Totally. XML saves us hundreds of hours here at work. We have a huge organization (roughly the size of the Redmond campus, as I understand it). We have ActiveDirectory, eDirectory and LDAP X.500 services running. We have Exchange, Notes and Groupwise in our "larger organization". We use NT, AD and eDirectory for authentication.

XML ties it all together.

If an account gets created (anywhere), it'll create all the other appropriate services: Directory Services info, email, domain accounts, default group memberships.

Similarly if things get changed, deleted, suspended, etc...

And that's just the basics, nevermind the real big mainframe-integrated stuff (finally got Apache and MySQL on the mainframes).

XML is fantastic. It really allows communication to be easy at the enterprise level.

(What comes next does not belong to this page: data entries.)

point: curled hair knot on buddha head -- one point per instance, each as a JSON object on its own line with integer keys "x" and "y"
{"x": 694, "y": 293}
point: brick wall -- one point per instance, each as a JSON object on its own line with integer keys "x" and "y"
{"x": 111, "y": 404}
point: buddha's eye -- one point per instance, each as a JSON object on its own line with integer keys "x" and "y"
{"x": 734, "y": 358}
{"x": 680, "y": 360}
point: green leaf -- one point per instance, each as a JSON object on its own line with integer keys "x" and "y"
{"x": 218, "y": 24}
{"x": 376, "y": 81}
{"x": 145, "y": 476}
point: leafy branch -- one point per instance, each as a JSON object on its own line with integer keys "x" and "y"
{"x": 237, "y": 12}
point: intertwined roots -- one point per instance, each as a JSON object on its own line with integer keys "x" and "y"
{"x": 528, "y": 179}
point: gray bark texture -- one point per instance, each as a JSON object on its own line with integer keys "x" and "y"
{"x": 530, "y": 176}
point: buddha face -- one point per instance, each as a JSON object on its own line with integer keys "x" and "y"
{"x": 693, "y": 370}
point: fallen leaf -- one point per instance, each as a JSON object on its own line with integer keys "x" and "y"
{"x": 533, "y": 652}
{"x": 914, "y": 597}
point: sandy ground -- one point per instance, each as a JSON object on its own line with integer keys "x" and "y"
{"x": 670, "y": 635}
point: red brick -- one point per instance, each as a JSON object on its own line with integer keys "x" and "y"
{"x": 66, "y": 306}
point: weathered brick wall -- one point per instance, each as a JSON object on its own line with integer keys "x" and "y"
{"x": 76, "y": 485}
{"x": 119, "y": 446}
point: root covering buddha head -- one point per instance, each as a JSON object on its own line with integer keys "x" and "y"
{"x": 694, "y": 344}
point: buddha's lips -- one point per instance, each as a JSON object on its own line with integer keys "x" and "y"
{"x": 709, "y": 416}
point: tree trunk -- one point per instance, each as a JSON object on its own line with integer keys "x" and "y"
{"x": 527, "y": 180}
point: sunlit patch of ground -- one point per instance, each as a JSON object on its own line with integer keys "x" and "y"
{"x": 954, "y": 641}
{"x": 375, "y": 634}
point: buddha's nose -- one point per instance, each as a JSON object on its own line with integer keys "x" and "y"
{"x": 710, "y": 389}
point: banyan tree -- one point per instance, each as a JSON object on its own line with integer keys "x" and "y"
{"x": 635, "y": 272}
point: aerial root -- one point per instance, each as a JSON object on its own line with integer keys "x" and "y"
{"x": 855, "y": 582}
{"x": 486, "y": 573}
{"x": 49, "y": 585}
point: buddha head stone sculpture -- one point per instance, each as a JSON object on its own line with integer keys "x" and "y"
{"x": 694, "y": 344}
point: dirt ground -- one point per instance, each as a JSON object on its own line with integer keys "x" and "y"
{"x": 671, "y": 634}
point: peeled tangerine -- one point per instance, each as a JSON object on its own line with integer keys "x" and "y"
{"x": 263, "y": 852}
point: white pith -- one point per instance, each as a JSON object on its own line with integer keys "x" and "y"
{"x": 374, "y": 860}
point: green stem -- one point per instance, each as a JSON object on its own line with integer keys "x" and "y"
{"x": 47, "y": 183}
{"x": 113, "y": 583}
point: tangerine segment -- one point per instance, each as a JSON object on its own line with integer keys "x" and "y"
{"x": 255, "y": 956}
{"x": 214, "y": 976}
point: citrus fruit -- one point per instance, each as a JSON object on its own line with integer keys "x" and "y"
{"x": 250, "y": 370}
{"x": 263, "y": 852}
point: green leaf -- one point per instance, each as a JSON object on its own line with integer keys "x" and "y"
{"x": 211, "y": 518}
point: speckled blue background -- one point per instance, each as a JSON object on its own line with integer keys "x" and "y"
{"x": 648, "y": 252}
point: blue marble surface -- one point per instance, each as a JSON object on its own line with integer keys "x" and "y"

Most people who say "XML isn't for everything" don't understand enterprise systems (not all, but a chunk) and are purely looking at things from the web / SME perspective. In those environments it simply makes a different kind of sense, mainly because you don't see the XML.

What happens when GreatPlains integrates directly into your local HR/Accounting package? XML. How about when you're sync'ing departmental SQL Servers into an organizational one? XML (hopefully).

XML isn't just the lingua franca, it's a godsend. I remember trying to develop apps like these before XML, and it was a serious pain. CSV files? Relying on destructible LDAP?

There isn't a way to express how much that makes me shudder. For programmers, XML is good. For businesses, it's huge. Ask Novell, it's how they do all their sync'ing, which is making them a lot of money these days.